La mafia, allora, capì che stava vincendo la partita, che Almerico era ormai praticamente eliminato non soltanto dalla vita politica, ma addirittura dal consorzio degli uomini.
E volle divertirsi un po' con quell'uomo finito, con quel giocattolo umano.
Per quattro mesi, Pasquale Almerico visse in un pozzo di solitudine.
Nessuno gli rivolgeva più la parola: non aveva più niente da fare a Camporeale, non serviva più.
Vagava per le strade del paese con le mani in tasca o se ne stava in casa a leggere, in un'atmosfera d'incubo, in un silenzio di morte"

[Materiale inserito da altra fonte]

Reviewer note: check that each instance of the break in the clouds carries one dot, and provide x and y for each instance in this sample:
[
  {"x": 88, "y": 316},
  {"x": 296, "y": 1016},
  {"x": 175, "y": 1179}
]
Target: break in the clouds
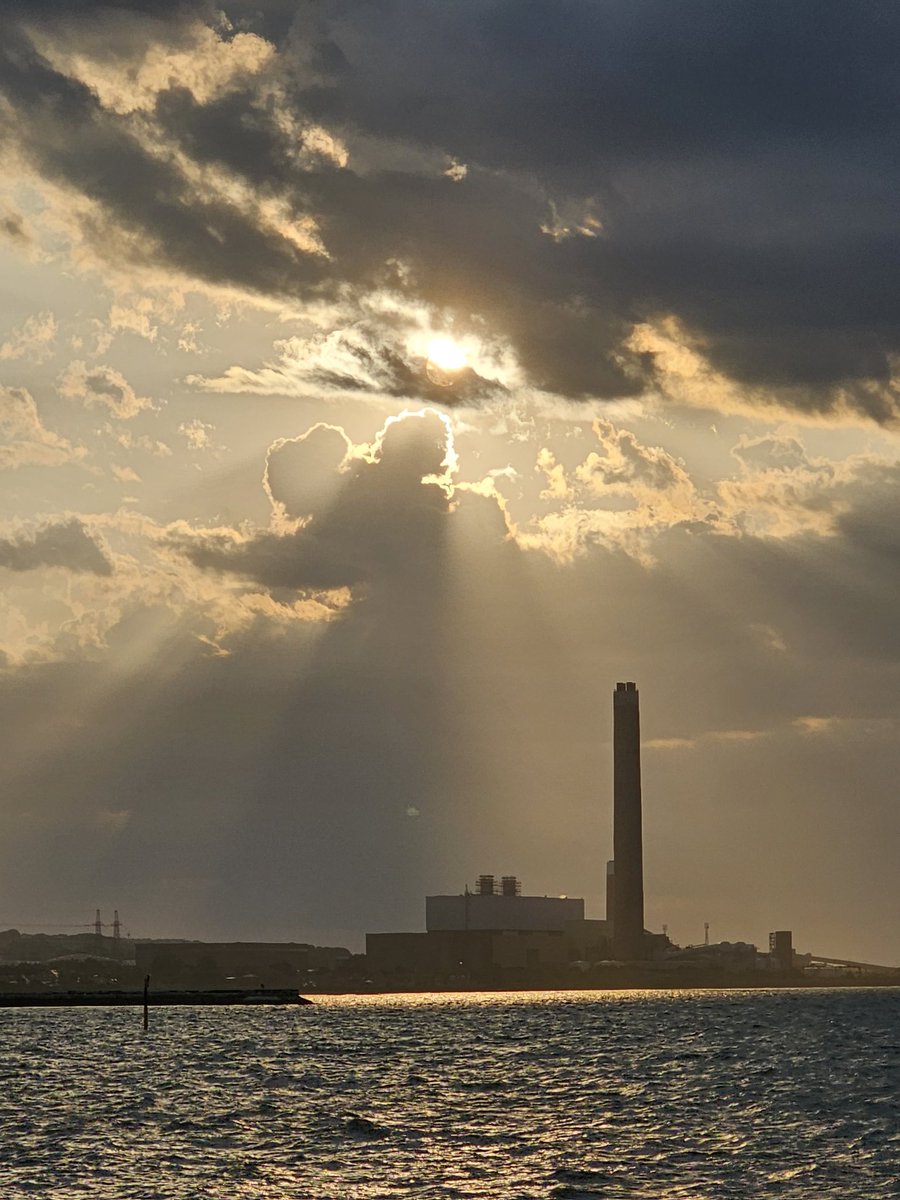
[
  {"x": 378, "y": 385},
  {"x": 567, "y": 173}
]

Poi, la sera del 25 marzo del 1957, la "mostruosa vicenda" di Pasquale Almerico ebbe il suo epilogo.
Anni dopo il feroce delitto, Vanni Sacco e altri furono accusato dell'omicidio.
Il processo si concluse con l'assoluzione di tutti gli imputati; ed ancora dopo sessant'anni, l'omicidio del maestro elementare che osò sbattere la porta in faccia ad un boss è rimasto senza colpevoli e quasi dimenticato nelle commemorazioni per le vittime di mafia. 
Sacco visse sino al 4 aprile del 1960, morendo nel suo letto con i conforti religiosi; i figli sarebbero stati in seguito uccisi da altri clan di Cosa Nostra.
Adesso, a tardiva memoria di questa storia, il Comune di Palermo ha annunciato l'intenzione di intestare una strada alla memoria dell'ex sindaco che si oppose alla mafia.